AUTHORS: Dr. Mauro Serafini
ABSTRACT: The total dietary intake of antioxidants is inversely associated with the risk for developing cardia and distal gastric cancer, European researchers report.
COMMENTARY: For the first time this shows that the total antioxidant capacity of the diet is inversely associated with the risk of developing gastric cancer.
In people exposed to abnormal bio-radical loads, such as smokers and Helicobacter pylori-infected individuals, the increased need for antioxidant equivalents seems even more important.
Dr. Serafini and colleagues collected data on 505 patients newly diagnosed with gastric adenocarcinomas and on 1116 controls to assess their dietary habits for the 20 years before the survey. To convert food frequency into antioxidant potential, Dr. Serafini's team used the total radical-trapping antioxidant potential of different plant foods.

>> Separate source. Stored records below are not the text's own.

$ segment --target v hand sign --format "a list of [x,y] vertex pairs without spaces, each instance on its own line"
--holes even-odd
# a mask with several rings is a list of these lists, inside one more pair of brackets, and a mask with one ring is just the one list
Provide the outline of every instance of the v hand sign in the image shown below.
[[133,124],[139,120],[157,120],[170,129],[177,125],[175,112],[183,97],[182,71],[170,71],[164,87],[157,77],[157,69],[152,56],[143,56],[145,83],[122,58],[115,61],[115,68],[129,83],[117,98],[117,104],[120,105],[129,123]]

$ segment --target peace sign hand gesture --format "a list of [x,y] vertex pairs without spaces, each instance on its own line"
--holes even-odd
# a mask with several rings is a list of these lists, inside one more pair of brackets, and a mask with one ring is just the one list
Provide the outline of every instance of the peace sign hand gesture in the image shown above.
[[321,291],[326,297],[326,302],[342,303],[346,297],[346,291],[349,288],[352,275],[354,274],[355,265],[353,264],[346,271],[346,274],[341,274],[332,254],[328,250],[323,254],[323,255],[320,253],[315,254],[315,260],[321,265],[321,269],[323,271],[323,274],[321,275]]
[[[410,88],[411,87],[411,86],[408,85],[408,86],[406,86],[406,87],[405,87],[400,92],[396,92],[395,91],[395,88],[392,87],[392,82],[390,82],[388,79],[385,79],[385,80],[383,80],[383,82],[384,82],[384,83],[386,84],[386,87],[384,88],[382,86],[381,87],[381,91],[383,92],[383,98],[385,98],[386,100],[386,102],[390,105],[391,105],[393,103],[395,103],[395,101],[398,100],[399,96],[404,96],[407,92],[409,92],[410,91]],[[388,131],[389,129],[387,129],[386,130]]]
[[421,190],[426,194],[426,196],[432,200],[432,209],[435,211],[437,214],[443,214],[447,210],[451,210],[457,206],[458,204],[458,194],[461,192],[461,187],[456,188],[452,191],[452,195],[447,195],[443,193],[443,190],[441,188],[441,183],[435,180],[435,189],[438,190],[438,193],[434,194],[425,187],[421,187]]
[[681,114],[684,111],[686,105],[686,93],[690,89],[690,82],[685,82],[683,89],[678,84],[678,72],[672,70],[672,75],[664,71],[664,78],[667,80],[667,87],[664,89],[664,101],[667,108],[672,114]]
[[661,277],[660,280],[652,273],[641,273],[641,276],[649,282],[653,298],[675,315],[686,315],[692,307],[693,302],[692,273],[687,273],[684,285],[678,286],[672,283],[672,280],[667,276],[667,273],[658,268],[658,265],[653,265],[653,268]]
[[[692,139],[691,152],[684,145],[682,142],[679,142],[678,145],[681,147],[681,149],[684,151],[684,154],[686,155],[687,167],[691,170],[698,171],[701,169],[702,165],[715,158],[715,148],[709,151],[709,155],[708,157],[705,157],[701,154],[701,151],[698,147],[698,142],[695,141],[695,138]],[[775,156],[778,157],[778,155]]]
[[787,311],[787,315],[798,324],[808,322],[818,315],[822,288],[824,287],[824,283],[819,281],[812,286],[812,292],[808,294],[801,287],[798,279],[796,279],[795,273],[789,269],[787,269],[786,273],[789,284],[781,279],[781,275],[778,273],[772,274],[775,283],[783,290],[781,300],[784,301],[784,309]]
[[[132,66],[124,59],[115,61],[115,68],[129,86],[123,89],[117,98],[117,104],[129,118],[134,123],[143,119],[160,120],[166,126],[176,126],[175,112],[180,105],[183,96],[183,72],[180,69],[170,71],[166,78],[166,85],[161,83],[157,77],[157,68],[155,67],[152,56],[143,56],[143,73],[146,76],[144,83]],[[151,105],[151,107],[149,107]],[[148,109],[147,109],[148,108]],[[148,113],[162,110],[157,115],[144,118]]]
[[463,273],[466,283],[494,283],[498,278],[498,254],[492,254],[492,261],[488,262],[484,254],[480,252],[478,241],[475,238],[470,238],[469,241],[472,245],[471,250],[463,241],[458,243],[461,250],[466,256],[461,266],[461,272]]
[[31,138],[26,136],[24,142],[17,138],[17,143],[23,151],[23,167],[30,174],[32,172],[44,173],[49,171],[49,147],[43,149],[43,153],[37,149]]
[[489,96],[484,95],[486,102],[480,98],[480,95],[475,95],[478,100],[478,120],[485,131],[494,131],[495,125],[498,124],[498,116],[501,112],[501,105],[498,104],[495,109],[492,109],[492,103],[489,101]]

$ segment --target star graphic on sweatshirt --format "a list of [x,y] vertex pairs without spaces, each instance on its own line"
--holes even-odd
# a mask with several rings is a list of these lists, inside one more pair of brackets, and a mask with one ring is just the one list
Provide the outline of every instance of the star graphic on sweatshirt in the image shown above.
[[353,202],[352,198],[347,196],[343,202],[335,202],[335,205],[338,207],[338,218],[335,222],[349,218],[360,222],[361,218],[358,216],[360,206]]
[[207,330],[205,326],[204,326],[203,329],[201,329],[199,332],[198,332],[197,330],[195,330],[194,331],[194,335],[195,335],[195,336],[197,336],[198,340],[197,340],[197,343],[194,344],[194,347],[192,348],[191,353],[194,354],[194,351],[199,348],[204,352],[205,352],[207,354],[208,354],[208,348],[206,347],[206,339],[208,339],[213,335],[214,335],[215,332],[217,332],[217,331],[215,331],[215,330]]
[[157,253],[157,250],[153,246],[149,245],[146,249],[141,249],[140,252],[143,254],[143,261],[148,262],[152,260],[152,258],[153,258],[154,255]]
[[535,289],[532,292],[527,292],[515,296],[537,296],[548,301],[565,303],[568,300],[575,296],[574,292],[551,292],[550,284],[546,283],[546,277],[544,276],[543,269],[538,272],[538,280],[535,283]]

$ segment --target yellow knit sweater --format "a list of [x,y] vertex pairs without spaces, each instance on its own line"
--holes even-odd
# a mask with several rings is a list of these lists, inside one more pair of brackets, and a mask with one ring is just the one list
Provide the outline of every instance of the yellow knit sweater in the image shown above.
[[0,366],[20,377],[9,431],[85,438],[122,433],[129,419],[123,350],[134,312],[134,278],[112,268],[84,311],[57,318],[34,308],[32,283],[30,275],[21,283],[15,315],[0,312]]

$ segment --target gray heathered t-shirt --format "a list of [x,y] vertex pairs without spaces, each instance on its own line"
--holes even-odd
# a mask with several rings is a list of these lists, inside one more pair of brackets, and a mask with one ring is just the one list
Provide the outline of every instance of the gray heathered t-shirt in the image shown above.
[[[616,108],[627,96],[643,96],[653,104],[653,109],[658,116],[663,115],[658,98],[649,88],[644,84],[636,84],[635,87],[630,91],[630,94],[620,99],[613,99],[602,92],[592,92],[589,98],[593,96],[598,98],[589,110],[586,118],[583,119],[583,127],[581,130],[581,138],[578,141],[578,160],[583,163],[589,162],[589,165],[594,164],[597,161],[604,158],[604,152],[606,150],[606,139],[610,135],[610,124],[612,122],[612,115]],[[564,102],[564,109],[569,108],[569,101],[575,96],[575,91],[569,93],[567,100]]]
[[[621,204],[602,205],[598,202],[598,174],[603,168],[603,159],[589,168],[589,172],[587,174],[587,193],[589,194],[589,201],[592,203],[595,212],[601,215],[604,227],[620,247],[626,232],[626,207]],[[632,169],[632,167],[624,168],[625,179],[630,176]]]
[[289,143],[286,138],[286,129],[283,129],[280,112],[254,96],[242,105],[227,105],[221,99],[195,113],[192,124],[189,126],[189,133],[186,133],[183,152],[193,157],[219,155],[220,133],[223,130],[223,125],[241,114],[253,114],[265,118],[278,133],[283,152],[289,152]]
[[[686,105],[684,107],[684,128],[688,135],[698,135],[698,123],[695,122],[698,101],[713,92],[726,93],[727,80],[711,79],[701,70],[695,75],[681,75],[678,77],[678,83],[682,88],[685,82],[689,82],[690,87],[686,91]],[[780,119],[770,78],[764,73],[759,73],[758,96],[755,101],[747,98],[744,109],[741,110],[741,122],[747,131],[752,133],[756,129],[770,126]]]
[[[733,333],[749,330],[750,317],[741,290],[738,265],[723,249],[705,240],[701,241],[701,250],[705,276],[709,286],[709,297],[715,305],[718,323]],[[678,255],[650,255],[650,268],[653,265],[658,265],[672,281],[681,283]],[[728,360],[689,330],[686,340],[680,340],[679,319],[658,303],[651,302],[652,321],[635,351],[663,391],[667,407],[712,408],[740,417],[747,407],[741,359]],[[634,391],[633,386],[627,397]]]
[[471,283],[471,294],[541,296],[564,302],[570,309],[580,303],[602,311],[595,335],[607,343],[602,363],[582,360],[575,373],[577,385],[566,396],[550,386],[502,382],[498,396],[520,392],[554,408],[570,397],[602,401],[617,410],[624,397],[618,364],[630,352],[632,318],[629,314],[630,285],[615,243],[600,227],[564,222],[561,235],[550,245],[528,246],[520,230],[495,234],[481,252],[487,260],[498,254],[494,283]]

"We believe that the total antioxidant capacity concept is a more complete measurement of the counteracting forces in the multi-factorial pathological process towards invasive gastric adenocarcinoma," Dr. Serafini explained. This approach may provide a new tool for investigating the relationship between dietary antioxidants and oxidative stress-induced cancer pathology, he said.
The researchers also accounted for cancer risk from exposure to higher oxidative stress, including smoking and Helicobacter pylori infection, according to their report.
They found that for both cardia and distal cancer the dietary intake of antioxidant equivalents reduced cancer risk (odds ratio 0.65 for the highest quartile of total antioxidant potential).
When Dr. Serafini's team adjusted the data for smoking, they found a more robust dose-response relationship of antioxidant potential to gastric cancer risk. People who never smoked and who had the highest antioxidant intake had the lowest cancer risk.
Among those who had H. pylori infection, the odds ratio for developing gastric cancer varied from 0.66 to 0.56 from the lowest to the highest antioxidant potential.